きょとんとする私に、瞬くんは携帯の画像を見せた。

『ここに映ってる人ってさ、さっきお姉さんと喧嘩してた旦那さんでしょ? 女の方は、さっき俺とここで喧嘩別れした彼女なんだけどさ… 当てつけにこんなキスシーン送ってきたんだよね』

私はショックで言葉を失った。
だって、そこに映っていたのは、間違いなく圭司で、相手の女性はモデルのハルさんだったのだから…

「俺、モデルのハルが、めちゃめちゃタイプ」
そうだった…
私、その言葉にカチンときて圭司と喧嘩したんだった。

だからって、こんな形で私を裏切るの?

『旦那さんも酷いよね… ハルの方が声かけたみたいだけど、お姉さんはちゃんと僕の誘いを断ったのにね。

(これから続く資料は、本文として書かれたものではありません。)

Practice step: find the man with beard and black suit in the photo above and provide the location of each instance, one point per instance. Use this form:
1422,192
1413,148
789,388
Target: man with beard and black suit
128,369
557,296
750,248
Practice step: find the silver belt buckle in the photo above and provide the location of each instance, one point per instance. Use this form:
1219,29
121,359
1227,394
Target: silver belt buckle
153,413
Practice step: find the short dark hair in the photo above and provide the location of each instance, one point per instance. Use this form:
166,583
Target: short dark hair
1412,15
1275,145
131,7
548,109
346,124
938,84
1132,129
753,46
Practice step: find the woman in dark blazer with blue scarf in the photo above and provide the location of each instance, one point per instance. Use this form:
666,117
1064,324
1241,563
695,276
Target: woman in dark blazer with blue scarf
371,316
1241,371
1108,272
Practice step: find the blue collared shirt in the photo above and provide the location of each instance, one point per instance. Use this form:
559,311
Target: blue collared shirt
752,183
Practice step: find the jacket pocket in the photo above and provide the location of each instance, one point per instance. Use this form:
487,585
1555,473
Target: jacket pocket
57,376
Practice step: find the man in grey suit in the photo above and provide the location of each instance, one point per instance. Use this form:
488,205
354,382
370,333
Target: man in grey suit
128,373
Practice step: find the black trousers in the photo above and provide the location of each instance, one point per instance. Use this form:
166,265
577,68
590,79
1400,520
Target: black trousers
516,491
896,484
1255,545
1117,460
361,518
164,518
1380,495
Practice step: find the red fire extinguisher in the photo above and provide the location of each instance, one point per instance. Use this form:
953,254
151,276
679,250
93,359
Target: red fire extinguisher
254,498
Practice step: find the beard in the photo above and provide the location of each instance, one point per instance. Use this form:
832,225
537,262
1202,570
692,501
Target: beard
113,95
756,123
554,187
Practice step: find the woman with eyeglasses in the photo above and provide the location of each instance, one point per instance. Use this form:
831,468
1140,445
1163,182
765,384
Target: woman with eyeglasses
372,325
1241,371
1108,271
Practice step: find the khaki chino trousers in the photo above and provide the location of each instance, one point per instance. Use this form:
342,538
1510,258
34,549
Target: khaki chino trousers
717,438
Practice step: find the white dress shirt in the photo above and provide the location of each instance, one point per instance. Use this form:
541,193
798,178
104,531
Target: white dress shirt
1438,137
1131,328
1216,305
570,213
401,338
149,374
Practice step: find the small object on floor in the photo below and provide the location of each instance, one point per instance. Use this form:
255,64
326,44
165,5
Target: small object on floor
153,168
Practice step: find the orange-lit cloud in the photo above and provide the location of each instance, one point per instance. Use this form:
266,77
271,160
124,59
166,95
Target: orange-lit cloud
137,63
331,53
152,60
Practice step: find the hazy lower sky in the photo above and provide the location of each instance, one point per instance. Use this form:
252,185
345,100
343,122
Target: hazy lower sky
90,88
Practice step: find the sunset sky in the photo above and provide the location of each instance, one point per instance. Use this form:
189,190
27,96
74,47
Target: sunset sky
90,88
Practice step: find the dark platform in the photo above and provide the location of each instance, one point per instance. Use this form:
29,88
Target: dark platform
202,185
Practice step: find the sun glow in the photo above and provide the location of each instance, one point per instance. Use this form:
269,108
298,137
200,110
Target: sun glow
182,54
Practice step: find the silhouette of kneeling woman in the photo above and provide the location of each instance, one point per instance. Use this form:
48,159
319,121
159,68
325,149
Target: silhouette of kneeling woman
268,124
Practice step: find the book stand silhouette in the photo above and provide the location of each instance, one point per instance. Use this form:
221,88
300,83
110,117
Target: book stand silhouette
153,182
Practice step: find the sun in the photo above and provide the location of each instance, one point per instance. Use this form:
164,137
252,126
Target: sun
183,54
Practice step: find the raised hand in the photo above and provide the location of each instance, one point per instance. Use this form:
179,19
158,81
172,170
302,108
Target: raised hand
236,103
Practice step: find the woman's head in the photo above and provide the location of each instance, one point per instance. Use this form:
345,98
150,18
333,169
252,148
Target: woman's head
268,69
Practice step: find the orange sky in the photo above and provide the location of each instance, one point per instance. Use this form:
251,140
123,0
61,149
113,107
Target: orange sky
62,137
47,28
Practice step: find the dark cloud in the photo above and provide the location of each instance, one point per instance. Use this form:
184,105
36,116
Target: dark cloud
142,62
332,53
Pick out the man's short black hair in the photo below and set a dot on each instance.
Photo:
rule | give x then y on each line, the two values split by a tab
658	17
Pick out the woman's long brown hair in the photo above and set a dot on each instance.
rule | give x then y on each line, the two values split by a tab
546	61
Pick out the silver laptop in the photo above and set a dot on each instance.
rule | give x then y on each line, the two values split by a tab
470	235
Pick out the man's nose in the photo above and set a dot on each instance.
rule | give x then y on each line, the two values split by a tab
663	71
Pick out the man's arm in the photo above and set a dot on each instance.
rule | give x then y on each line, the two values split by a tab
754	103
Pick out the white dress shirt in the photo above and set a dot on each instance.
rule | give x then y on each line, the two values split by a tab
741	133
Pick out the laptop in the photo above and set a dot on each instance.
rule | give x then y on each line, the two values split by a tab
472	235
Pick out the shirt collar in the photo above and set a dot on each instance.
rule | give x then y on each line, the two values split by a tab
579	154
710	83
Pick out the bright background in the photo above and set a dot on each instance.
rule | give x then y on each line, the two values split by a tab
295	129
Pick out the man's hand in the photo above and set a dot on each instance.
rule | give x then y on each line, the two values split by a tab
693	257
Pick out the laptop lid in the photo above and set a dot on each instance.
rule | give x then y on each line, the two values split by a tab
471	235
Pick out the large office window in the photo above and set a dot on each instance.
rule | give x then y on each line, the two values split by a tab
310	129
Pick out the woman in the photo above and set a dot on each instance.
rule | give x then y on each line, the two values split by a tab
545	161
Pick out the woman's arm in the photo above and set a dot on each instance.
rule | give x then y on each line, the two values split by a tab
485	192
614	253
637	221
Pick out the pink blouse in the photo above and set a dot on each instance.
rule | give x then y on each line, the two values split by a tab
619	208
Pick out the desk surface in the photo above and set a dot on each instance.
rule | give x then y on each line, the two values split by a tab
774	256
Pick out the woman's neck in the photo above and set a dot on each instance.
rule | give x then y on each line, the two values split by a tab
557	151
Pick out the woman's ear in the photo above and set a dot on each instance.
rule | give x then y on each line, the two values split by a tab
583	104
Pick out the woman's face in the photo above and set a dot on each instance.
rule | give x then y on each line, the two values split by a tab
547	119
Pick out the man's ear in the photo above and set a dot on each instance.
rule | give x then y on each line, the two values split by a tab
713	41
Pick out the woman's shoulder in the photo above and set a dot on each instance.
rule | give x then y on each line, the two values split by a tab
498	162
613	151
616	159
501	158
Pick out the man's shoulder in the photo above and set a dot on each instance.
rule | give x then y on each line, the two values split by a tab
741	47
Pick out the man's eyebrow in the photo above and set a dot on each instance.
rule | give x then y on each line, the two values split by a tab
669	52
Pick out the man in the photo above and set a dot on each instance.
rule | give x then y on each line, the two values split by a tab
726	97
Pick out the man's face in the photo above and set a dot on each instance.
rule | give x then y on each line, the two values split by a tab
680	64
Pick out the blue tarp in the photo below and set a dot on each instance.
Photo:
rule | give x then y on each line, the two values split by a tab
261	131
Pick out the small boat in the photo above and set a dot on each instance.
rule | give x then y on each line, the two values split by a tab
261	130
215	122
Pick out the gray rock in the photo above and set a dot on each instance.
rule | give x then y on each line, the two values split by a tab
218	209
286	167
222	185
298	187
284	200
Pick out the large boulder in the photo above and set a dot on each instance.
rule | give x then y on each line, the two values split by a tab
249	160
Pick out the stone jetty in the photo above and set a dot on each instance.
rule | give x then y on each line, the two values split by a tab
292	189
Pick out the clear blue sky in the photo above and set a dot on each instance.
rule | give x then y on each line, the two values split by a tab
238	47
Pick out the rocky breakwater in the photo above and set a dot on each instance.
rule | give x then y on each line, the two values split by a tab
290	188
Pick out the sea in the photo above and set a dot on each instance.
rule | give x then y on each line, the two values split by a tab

だからさ、お姉さんも仕返しに浮気しちゃおうよ お姉さんだって僕のこと嫌いじゃないでしょ?』

瞬くんが私の頬に手を触れた。
私はその手を振り払い、瞬くんをキツく睨みつけた。

『嘘よ 圭司が私を裏切る筈がない… きっと、ハルさんに頼まれて、キスしてるフリをしてあげただけ』

『ふーん そんなに言うなら確かめてくる?』 

瞬くんはそう言って、ハルさんから送られてきたメールを開いて私の前に差し出した。

「いい男を見つけたので、今夜は彼に抱かれます。さようなら」

そして、そのメールには、1058号室のルームキーの画像が添付されていた。

私はバーカウンターの上に一万円札を置き、そのままお店を飛び出した。

こんなの何かの間違いだよね?
圭司はハルさんに協力してあげてるだけだよね?

祈るような気持ちで部屋へと向かった。

1058号室を見つけた私は、恐る恐るそのドアを開けて中の様子を伺った。

『はあっ あっ あっ~』

中からは、ベッドの軋む音と女性の甘い声が漏れてきた。

思わず耳を塞ぎ、その場にしゃがみ込んだ。

大丈夫…
この声もきっと演技の筈だから…

大きく深呼吸して、部屋の中へ…

けれど、次の瞬間、衝撃的な映像が私の目に飛び込んできた。

ベッドの上で、激しく絡み合う裸の男女…
まさしく、それは圭司とハルさんの不倫現場だったのだ。

『いやーーーー!!!!!』

そう叫んだ後、目の前が一気に暗くなり私は気を失った。

「なつ? 大丈夫か なつ!」

薄れゆく意識の中で、私を呼ぶ圭司の声が聞こえてきた。

ゆっくりと目を開けると、圭司が心配そうに私の顔を見つめていた。